There’s nothing to see in this picture except lots of mowed green grass and vast open space between the road where I’m standing and the river in the far background. That’s the whole point; this was once a sand and gravel mine owned by Dolese. Now OKC owns it along with my long often-muddy trail along the river. The initial clean up is finished. Vast piles of sand and gravel are gone, along with the huge machines that moved and processed all of it. From what I have been told, this will all become recreational space, though I’m sure the City will likely use it for some kind of storage, as well. Things change.
I rode the Midwest Boulevard-Wilshire-Katy Trail loop today. The hills along Wilshire are a brutal workout; I lost count, but had to shift down into A-3 multiple times. The hills end at Kelly Avenue, featured in this second image. Take a good look at it.

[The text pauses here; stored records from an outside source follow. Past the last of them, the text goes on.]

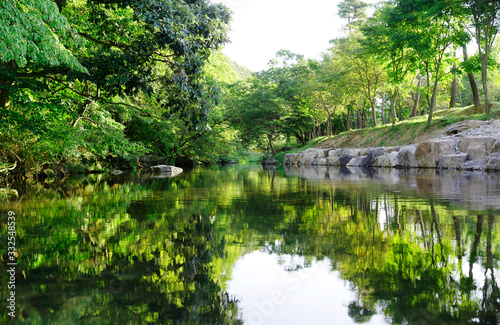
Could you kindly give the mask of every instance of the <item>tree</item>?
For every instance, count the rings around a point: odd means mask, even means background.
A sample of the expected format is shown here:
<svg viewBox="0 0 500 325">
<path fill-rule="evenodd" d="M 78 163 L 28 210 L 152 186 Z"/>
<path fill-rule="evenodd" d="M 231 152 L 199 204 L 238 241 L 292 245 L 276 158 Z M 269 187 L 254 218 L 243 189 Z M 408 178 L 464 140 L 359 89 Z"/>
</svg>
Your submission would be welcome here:
<svg viewBox="0 0 500 325">
<path fill-rule="evenodd" d="M 481 80 L 486 113 L 491 114 L 488 92 L 488 59 L 500 27 L 500 1 L 464 0 L 459 2 L 467 9 L 474 22 L 474 36 L 478 45 L 479 57 L 481 58 Z"/>
<path fill-rule="evenodd" d="M 362 0 L 344 0 L 337 5 L 340 18 L 347 19 L 347 29 L 351 33 L 366 18 L 368 4 Z"/>
<path fill-rule="evenodd" d="M 427 96 L 428 125 L 436 109 L 438 85 L 448 48 L 454 43 L 463 44 L 466 39 L 458 22 L 452 16 L 443 15 L 442 10 L 439 2 L 398 0 L 390 18 L 395 26 L 402 29 L 405 46 L 412 48 L 423 63 L 428 86 L 433 79 L 432 95 Z"/>
<path fill-rule="evenodd" d="M 341 58 L 345 73 L 349 74 L 344 74 L 344 77 L 350 78 L 354 89 L 361 91 L 364 99 L 370 104 L 373 125 L 377 126 L 377 98 L 386 75 L 380 62 L 371 55 L 370 49 L 361 46 L 362 39 L 362 36 L 352 34 L 348 39 L 337 42 L 334 51 Z"/>
<path fill-rule="evenodd" d="M 362 26 L 363 46 L 386 65 L 387 81 L 392 90 L 391 120 L 396 121 L 396 101 L 409 72 L 416 70 L 417 53 L 406 46 L 403 26 L 394 24 L 394 7 L 384 4 Z M 418 101 L 417 101 L 418 103 Z"/>
<path fill-rule="evenodd" d="M 300 54 L 279 50 L 269 61 L 269 69 L 260 76 L 275 85 L 274 93 L 289 108 L 283 124 L 287 136 L 293 136 L 302 145 L 312 138 L 315 128 L 314 109 L 308 102 L 310 64 Z"/>
<path fill-rule="evenodd" d="M 240 131 L 246 144 L 267 142 L 274 155 L 274 141 L 284 133 L 289 111 L 286 102 L 275 93 L 276 85 L 259 75 L 248 83 L 237 84 L 233 89 L 231 124 Z M 263 140 L 264 138 L 264 140 Z"/>
</svg>

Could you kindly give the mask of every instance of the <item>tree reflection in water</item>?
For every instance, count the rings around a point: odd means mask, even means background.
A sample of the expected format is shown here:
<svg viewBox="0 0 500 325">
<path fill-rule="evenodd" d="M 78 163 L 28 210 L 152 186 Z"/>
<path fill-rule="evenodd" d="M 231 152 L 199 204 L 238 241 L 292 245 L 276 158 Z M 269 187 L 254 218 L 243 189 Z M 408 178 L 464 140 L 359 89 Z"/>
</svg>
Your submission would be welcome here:
<svg viewBox="0 0 500 325">
<path fill-rule="evenodd" d="M 22 216 L 19 322 L 240 324 L 226 282 L 260 249 L 303 257 L 289 272 L 329 259 L 356 292 L 356 323 L 380 313 L 393 324 L 498 323 L 500 182 L 469 177 L 476 193 L 491 186 L 481 205 L 460 196 L 463 177 L 401 175 L 310 180 L 231 166 L 19 189 L 2 198 L 2 216 Z M 463 188 L 444 197 L 449 184 Z"/>
</svg>

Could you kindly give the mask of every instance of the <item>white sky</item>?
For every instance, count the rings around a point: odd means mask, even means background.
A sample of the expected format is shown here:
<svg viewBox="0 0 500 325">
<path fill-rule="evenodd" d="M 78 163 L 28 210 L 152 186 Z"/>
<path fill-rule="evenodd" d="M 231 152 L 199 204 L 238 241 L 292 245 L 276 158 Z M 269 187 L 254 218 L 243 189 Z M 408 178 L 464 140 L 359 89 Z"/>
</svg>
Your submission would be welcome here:
<svg viewBox="0 0 500 325">
<path fill-rule="evenodd" d="M 231 43 L 222 52 L 253 71 L 267 69 L 267 63 L 280 49 L 320 58 L 329 40 L 340 36 L 347 23 L 337 16 L 341 0 L 213 1 L 233 11 Z"/>
</svg>

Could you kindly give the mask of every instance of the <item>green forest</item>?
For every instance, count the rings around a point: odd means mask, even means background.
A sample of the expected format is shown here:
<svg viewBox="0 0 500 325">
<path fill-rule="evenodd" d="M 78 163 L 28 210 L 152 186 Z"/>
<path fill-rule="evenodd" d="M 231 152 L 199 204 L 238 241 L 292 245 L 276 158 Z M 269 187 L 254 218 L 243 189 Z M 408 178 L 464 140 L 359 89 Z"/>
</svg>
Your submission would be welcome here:
<svg viewBox="0 0 500 325">
<path fill-rule="evenodd" d="M 489 116 L 499 12 L 500 1 L 343 0 L 343 36 L 322 59 L 284 49 L 252 72 L 221 52 L 223 4 L 3 0 L 0 176 L 224 163 L 415 116 L 430 125 L 440 109 Z"/>
</svg>

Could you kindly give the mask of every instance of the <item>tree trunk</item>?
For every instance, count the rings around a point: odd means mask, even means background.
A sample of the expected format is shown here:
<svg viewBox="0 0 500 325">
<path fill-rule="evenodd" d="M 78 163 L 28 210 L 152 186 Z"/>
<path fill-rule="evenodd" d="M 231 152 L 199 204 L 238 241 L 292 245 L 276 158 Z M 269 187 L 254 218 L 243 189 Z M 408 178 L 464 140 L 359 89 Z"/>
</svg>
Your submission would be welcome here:
<svg viewBox="0 0 500 325">
<path fill-rule="evenodd" d="M 469 56 L 467 55 L 467 46 L 464 45 L 462 49 L 464 51 L 464 62 L 466 62 L 469 60 Z M 476 78 L 474 77 L 474 74 L 472 72 L 467 72 L 467 77 L 469 78 L 474 106 L 478 107 L 479 105 L 481 105 L 481 101 L 479 99 L 479 89 L 477 88 Z"/>
<path fill-rule="evenodd" d="M 418 104 L 420 103 L 420 87 L 422 87 L 422 75 L 418 75 L 418 83 L 417 83 L 417 93 L 415 94 L 415 101 L 413 102 L 413 110 L 411 112 L 411 116 L 417 116 L 418 114 Z"/>
<path fill-rule="evenodd" d="M 440 64 L 437 64 L 436 67 L 436 77 L 434 79 L 434 87 L 432 87 L 432 98 L 431 98 L 431 105 L 429 107 L 429 118 L 427 119 L 427 125 L 431 125 L 432 123 L 432 115 L 434 111 L 436 110 L 436 102 L 437 102 L 437 92 L 438 92 L 438 85 L 439 85 L 439 68 Z"/>
<path fill-rule="evenodd" d="M 483 83 L 483 92 L 484 92 L 484 111 L 487 115 L 491 114 L 491 103 L 490 97 L 488 94 L 488 51 L 486 47 L 485 54 L 481 56 L 481 81 Z"/>
<path fill-rule="evenodd" d="M 326 135 L 331 137 L 332 136 L 332 116 L 330 114 L 328 114 L 328 118 L 327 118 L 326 123 L 328 123 L 328 125 L 326 126 Z"/>
<path fill-rule="evenodd" d="M 453 51 L 453 57 L 457 57 L 457 50 Z M 457 106 L 457 65 L 453 63 L 453 81 L 451 82 L 450 104 L 448 108 L 455 108 Z"/>
<path fill-rule="evenodd" d="M 457 65 L 453 63 L 453 81 L 451 82 L 451 95 L 449 108 L 457 107 Z"/>
<path fill-rule="evenodd" d="M 273 146 L 273 136 L 268 134 L 267 135 L 267 140 L 269 141 L 269 148 L 271 149 L 271 152 L 273 154 L 273 156 L 276 154 L 276 152 L 274 151 L 274 146 Z"/>
<path fill-rule="evenodd" d="M 426 93 L 427 107 L 429 107 L 429 109 L 430 109 L 430 107 L 432 105 L 431 98 L 429 97 L 429 88 L 431 85 L 431 73 L 429 71 L 429 62 L 428 61 L 425 61 L 425 70 L 426 70 L 426 74 L 427 74 L 427 93 Z"/>
<path fill-rule="evenodd" d="M 392 99 L 391 99 L 391 122 L 396 123 L 397 122 L 397 116 L 396 116 L 396 100 L 398 98 L 399 94 L 399 89 L 394 89 L 394 92 L 392 93 Z"/>
<path fill-rule="evenodd" d="M 307 141 L 305 141 L 304 135 L 302 135 L 301 133 L 297 132 L 297 133 L 294 134 L 294 136 L 295 136 L 295 139 L 297 139 L 297 141 L 299 141 L 301 145 L 305 145 L 306 144 Z"/>
<path fill-rule="evenodd" d="M 373 116 L 373 126 L 377 126 L 377 112 L 375 107 L 375 100 L 370 101 L 370 105 L 372 106 L 372 116 Z"/>
<path fill-rule="evenodd" d="M 385 121 L 385 93 L 382 94 L 382 112 L 380 114 L 380 117 L 382 118 L 382 125 L 386 124 L 386 121 Z"/>
<path fill-rule="evenodd" d="M 350 117 L 349 112 L 347 112 L 345 117 L 346 117 L 346 131 L 349 132 L 349 131 L 351 131 L 351 117 Z"/>
<path fill-rule="evenodd" d="M 358 110 L 356 110 L 356 119 L 357 119 L 357 124 L 356 124 L 356 128 L 357 129 L 361 129 L 363 127 L 363 125 L 361 124 L 361 112 Z"/>
</svg>

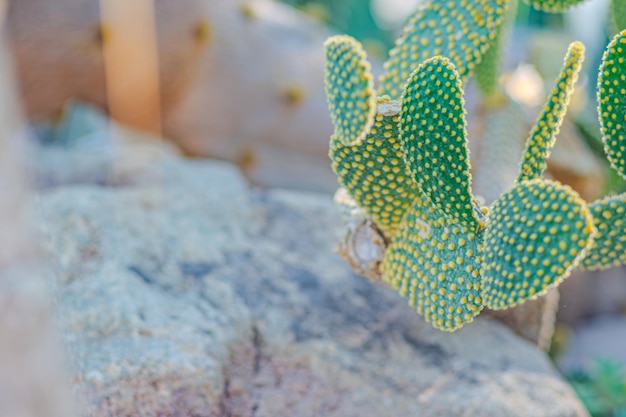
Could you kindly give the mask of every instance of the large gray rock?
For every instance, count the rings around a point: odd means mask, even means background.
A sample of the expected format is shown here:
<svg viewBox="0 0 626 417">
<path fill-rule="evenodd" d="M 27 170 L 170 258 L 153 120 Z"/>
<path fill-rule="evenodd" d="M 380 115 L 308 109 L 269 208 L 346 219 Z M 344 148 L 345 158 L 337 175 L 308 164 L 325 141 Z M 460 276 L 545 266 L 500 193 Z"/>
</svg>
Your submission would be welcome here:
<svg viewBox="0 0 626 417">
<path fill-rule="evenodd" d="M 496 321 L 434 330 L 333 253 L 326 195 L 172 162 L 37 202 L 85 416 L 587 416 Z"/>
</svg>

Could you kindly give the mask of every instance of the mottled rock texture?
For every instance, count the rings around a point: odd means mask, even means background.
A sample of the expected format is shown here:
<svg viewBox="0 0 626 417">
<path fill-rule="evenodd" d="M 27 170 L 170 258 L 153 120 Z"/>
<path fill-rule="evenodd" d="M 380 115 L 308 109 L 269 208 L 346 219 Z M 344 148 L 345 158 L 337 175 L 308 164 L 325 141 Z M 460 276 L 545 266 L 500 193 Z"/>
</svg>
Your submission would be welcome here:
<svg viewBox="0 0 626 417">
<path fill-rule="evenodd" d="M 85 416 L 586 416 L 492 319 L 434 330 L 333 253 L 326 195 L 230 165 L 42 191 L 36 215 Z"/>
</svg>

This is a very old street being rebuilt in order to widen it into four lanes. I’m standing on a concrete driveway apron. In the immediate foreground you can see the new lanes on the eastern side. In the middle ground is a concrete road bed which previously was covered in bricks. Those are now piled in the background on top of the temporary asphalt laid while the near lanes were put into place. The bricks were hidden under one or more old layers of asphalt. The brickwork is very old, but not quite ancient in terms of OKC history. Ancient bricks would not have had a concrete layer underneath. This was something intended as decoration, with specially made bricks. The ancient brick streets were made from common sized bricks planted directly into gravel and dirt. There’s very little of that left in Oklahoma. But what we see here is still very old brickwork.
There wasn’t much else that caught my eye today, but I keep carrying my newer camera on these long rides just in case.